The good news is that the first test you do will bring the most exciting results! You’ll find the “biggest” improvements fast, and go on to the smaller ones as you continue.

CrazyLister is listed in the Web Retailer directory.

6 comments on “How We Got the Highest Conversion Rates on eBay

  1. Good article. But hold it, did you really use a left-handed hand shake to demonstrate building trust?

    Somebody better fix that.

    Thanks for a good read,

  2. offering your left hand for a handshake is one of the biggest insults possible in many parts of the world…particularly the middle east

    1. this is not true, Shaking with your right hand used to show that you didnt have a sword but shaking with your left shows trust as the shield was held it the left hand so you are showing that you trust that person

      1. well in the middle east they wipe their butts with their left hand instead of toilet paper, so it would make sense why it is an insult.
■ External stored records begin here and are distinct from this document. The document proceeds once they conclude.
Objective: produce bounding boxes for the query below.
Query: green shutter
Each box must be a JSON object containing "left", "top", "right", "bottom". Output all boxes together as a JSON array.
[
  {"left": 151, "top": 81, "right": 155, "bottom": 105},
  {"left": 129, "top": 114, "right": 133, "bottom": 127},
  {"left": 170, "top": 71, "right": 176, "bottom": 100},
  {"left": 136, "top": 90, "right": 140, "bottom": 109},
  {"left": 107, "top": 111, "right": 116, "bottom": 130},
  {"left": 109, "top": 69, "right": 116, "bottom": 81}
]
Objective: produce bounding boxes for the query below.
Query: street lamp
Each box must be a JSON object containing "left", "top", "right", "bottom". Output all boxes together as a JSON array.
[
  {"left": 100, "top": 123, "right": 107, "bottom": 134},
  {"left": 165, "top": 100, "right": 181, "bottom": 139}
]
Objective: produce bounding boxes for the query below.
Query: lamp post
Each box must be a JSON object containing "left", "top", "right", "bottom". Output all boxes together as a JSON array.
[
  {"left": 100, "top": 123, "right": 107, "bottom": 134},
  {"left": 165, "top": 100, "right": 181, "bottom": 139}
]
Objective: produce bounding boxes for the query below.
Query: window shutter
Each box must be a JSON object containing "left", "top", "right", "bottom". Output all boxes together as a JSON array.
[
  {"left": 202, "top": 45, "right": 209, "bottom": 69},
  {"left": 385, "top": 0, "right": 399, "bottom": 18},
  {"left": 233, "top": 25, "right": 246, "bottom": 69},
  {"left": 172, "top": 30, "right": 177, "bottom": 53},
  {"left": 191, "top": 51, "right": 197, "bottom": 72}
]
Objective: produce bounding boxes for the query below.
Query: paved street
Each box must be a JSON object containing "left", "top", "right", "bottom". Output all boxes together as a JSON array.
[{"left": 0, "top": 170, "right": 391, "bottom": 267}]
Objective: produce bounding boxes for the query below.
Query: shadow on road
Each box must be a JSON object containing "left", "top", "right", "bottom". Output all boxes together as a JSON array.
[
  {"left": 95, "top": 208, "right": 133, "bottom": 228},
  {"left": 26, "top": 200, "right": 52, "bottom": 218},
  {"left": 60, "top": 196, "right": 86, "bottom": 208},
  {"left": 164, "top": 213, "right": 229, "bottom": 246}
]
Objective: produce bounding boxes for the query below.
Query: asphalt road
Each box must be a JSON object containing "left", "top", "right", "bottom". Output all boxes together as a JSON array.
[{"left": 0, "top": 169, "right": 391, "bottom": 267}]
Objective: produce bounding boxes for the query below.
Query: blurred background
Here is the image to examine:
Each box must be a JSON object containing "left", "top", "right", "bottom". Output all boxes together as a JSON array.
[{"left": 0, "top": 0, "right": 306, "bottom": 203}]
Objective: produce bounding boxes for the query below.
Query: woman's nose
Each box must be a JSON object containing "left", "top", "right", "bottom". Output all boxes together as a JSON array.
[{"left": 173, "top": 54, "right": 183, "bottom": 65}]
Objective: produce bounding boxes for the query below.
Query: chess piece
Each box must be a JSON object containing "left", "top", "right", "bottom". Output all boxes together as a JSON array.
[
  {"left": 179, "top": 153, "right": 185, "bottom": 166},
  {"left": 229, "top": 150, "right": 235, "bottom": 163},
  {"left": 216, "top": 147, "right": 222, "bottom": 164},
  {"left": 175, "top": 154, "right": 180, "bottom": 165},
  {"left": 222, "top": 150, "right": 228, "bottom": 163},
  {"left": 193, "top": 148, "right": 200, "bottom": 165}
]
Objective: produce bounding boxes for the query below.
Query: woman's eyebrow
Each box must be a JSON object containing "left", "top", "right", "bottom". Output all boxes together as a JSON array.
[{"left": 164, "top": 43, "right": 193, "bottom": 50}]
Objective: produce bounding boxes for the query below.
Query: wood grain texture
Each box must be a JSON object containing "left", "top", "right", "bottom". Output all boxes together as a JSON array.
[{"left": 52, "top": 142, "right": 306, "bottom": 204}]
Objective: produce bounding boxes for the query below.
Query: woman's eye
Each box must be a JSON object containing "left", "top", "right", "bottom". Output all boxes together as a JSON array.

  3. Personally the overly done clutter of graphics and page full of shipping details scattered and inappropriate and tangential information are not only a major loading slow down for older machines, connections and browsers that a lot of older grandmas and grandpas may have but also a big turn off to me as well. Of all of them I would pick the Red Parrot one as the best because it puts all the IMPORTANT details up front and allows for more info IF YOU WANT IT. Maybe it’s just that I’m anal, “just the facts ma’am” type buyer. When I compare the same for similar items I usually search for the cheapest first, then specific additional features (condition, extras, claims of tested and fully functional), then the person’s rank and positive feedback ratio. I leave my “trust” to Ebay (and their buyer protection return policy) and other buyer’s actual experience with the seller, not their empty claims and photos that could be from an unrelated magazine column for all I know. I also don’t buy from anyone with less than 10 feedback over 6 months or more or <99% feedback.